Paukenschlag der SNB

Auch der Schweizer Franken taugte bis Mitte vergangener Woche kaum als sicherer Hafen, bis die SNB mit einem Paukenschlag überraschte: Erstmals seit 2007 hob die Notenbank ihren Leitzins an – um einen halben Prozentpunkt. Der 50-Basispunkte-Zinsschritt der SNB kam nicht nur völlig unerwartet, sondern wurde auch von der Ankündigung begleitet, bei einer möglichen Franken-Schwäche FX-Reserven zu verkaufen. Damit bleiben Devisenmarkt-Interventionen ein Mittel der SNB-Geldpolitik. Wir erinnern uns noch an den 15. Januar 2015, als die SNB angesichts der exzessiven CHF-Stärke massiv intervenierte. Aber ein Blick in die Historie zeigt, dass das Thema nie vom Tisch war. Ganz im Gegenteil: Im ersten Halbjahr 2020 griff die SNB im Volumen von 90 Mrd. sfr ein, und damit stärker als im Gesamtjahr 2015 mit 86,1 Mrd. sfr.

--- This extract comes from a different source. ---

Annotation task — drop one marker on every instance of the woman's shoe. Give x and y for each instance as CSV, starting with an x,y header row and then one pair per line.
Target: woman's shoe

Der Druck auf das SNB-Direktorium, sich der steigenden Inflation in der Schweiz entgegenzustemmen und nach mehr als sieben Jahren Negativzinsen einen Kurswechsel vorzunehmen, hatte zuletzt zugenommen. Zwar ist die Teuerung mit 2,9% im Vergleich zu 8,6% in den USA und 8,1% in der Euro-Zone weiterhin moderat. Die Verbraucherpreise stiegen damit allerdings so stark wie seit fast 14 Jahren nicht mehr – und sie ziehen seit mehreren Monaten stärker an als von der Notenbank angepeilt.

Fazit: Während der Dollar und nach der Zinswende auch der Schweizer Franken ihrem Ruf als sicherer Hafen gerecht werden, hat der Yen diesen Nimbus verspielt.

*) Eugen Keller ist Leiter der Devisen- und Rentenmarktstrategie beim Bankhaus Metzler.